Leetcode #907: Sum of Subarray Minimums
In this guide, we solve Leetcode #907 Sum of Subarray Minimums in Python and focus on the core idea that makes the solution efficient.
You will see the intuition, the step-by-step method, and a clean Python implementation you can use in interviews.

Problem Statement
Given an array of integers arr, find the sum of min(b), where b ranges over every (contiguous) subarray of arr. Since the answer may be large, return the answer modulo 109 + 7.
Quick Facts
- Difficulty: Medium
- Premium: No
- Tags: Stack, Array, Dynamic Programming, Monotonic Stack
Intuition
The problem breaks into overlapping subproblems, so caching results prevents exponential repetition.
A carefully chosen DP state captures exactly what we need to build the final answer.
Approach
Define the DP state and recurrence, then compute states in the correct order.
Optionally compress space once the recurrence is clear.
Steps:
- Choose a DP state definition.
- Write the recurrence and base cases.
- Compute states in the correct order.
Example
Input: arr = [3,1,2,4]
Output: 17
Explanation:
Subarrays are [3], [1], [2], [4], [3,1], [1,2], [2,4], [3,1,2], [1,2,4], [3,1,2,4].

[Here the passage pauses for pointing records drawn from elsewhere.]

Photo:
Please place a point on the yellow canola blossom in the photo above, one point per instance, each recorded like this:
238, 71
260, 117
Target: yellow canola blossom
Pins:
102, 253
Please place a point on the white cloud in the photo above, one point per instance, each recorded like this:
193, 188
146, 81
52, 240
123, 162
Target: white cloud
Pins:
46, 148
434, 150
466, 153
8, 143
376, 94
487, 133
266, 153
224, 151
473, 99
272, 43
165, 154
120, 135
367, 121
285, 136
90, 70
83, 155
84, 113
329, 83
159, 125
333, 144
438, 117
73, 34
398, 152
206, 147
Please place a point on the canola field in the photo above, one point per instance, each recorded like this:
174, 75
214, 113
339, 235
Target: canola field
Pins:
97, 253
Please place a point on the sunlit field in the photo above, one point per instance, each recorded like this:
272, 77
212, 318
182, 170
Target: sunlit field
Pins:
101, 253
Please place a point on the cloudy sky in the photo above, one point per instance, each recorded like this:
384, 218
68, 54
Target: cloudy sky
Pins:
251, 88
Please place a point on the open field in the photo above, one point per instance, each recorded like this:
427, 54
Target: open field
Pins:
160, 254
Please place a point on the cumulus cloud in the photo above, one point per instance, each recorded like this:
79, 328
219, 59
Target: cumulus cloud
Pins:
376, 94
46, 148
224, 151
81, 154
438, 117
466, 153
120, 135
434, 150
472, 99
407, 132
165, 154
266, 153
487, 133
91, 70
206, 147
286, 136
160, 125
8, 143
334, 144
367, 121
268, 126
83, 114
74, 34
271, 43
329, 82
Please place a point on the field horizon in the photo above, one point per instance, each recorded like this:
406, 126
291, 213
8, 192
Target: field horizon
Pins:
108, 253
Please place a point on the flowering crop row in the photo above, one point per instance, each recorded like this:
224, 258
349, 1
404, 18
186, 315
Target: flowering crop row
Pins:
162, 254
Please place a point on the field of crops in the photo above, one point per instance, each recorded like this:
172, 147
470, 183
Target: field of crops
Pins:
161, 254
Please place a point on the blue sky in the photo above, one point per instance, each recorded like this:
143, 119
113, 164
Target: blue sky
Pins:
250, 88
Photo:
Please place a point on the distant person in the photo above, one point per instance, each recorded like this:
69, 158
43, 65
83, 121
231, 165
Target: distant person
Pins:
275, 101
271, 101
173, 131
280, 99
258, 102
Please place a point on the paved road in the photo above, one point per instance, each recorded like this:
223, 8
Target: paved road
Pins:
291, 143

Minimums are 3, 1, 2, 4, 1, 1, 2, 1, 1, 1.
Sum is 17.
Python Solution
class Solution:
def sumSubarrayMins(self, arr: List[int]) -> int:
n = len(arr)
left = [-1] * n
right = [n] * n
stk = []
for i, v in enumerate(arr):
while stk and arr[stk[-1]] >= v:
stk.pop()
if stk:
left[i] = stk[-1]
stk.append(i)
stk = []
for i in range(n - 1, -1, -1):
while stk and arr[stk[-1]] > arr[i]:
stk.pop()
if stk:
right[i] = stk[-1]
stk.append(i)
mod = 10**9 + 7
return sum((i - left[i]) * (right[i] - i) * v for i, v in enumerate(arr)) % mod
Complexity
The time complexity is , and the space complexity is , where is the length of the array . The space complexity is , where is the length of the array .
Edge Cases and Pitfalls
Watch for boundary values, empty inputs, and duplicate values where applicable. If the problem involves ordering or constraints, confirm the invariant is preserved at every step.
Summary
This Python solution focuses on the essential structure of the problem and keeps the implementation interview-friendly while meeting the constraints.